In Carson v. Monsanto Co., __ F.4th __, 2023 WL 4418639 (11th Cir. July 10, 2023) (en banc), the full court re-examined a panel’s decision that warnings claims under Georgia law were not preempted by EPA’s actions and requirements because none of them had “the force of law.”  There was a spirited discussion in the majority opinion, a concurring opinion, and a dissenting opinion on whether there was a live controversy for the court to decide, but we will not address that here.  Instead, the court’s consideration of the legal issue of whether “force of law” is part of the analysis for express preemption is what got our attention.  Rather than decide the application to the case at hand—or allegedly at hand—the en banc court addressed the legal issue and remanded the application to the original panel.
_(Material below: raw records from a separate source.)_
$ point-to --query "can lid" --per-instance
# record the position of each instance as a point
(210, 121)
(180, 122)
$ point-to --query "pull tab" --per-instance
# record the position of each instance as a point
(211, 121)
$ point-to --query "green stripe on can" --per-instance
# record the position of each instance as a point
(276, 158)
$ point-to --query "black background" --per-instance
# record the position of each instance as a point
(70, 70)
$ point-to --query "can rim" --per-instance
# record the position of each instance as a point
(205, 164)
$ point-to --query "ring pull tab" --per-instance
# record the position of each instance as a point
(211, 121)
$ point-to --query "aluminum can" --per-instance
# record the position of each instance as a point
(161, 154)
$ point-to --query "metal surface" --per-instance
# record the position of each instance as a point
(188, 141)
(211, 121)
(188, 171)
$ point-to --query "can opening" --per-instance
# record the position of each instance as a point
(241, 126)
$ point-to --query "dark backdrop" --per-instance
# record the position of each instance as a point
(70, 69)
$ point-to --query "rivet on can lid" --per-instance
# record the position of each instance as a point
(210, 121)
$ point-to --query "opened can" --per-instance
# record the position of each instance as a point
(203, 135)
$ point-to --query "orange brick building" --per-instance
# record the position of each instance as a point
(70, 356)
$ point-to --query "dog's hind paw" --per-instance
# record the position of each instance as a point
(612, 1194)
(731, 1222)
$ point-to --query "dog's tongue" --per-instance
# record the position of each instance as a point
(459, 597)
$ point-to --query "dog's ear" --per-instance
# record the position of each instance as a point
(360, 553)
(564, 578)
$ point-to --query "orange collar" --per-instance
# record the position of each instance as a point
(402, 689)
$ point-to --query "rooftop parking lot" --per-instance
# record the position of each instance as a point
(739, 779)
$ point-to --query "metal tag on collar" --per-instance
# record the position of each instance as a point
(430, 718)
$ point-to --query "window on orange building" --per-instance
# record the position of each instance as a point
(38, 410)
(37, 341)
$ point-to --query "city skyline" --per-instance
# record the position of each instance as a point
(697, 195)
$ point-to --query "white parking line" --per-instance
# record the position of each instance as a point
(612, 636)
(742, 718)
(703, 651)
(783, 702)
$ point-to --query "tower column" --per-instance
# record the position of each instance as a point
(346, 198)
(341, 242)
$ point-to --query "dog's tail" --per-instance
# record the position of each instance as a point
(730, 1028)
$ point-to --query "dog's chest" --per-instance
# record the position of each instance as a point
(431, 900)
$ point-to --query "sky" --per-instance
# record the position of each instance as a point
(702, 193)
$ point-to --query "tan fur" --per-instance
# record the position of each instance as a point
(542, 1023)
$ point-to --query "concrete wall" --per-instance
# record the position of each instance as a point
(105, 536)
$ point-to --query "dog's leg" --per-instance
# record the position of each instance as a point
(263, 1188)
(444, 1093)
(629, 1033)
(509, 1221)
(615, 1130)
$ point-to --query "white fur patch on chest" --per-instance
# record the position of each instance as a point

As one might expect with a purely legal decision, this came down to basic principles.  Force of law is part of the inquiry for implied preemption because a conflict with “a federal agency rule that does not have force of law is not the type of conflict between state and federal legal obligations that the Supremacy Clause addresses.”  Id. at *4.  FIFRA, however, contains an express preemption provision and that, rather than a conflict, is what “triggers preemption.”  Id.  “Within the limits of its enumerated constitutional powers, see U.S. Const. art. I, §§ 8-9, Congress may define the body of law that an express provision preempts.”  Id.  That is that.  The evaluation of express preemption thus comes down to “the ordinary principles of statutory interpretation.”  Id.

The application, as to which the Carson court expressed no opinion, seems pretty straightforward to us based on something the court did not state but maybe assumed.  By requiring submission of labeling in connection with registering a pesticide, FIFRA presumably sets out penalties for the sale of a registered product that has non-compliant labeling.  That should make it easy to find that state law liability for a label that does not mention a purported cancer risk would entail a requirement that is “in addition to or different from” the label that EPA/FIFRA required.  For failure to warn claims about medical products with an applicable express preemption provision under the FDCA, it does not get more complicated.  Whether FDA would have accepted a change to the label, as through a CBE submission with a branded prescription drug, is not part of the express preemption analysis.  That is an implied preemption issue.  A different bucket.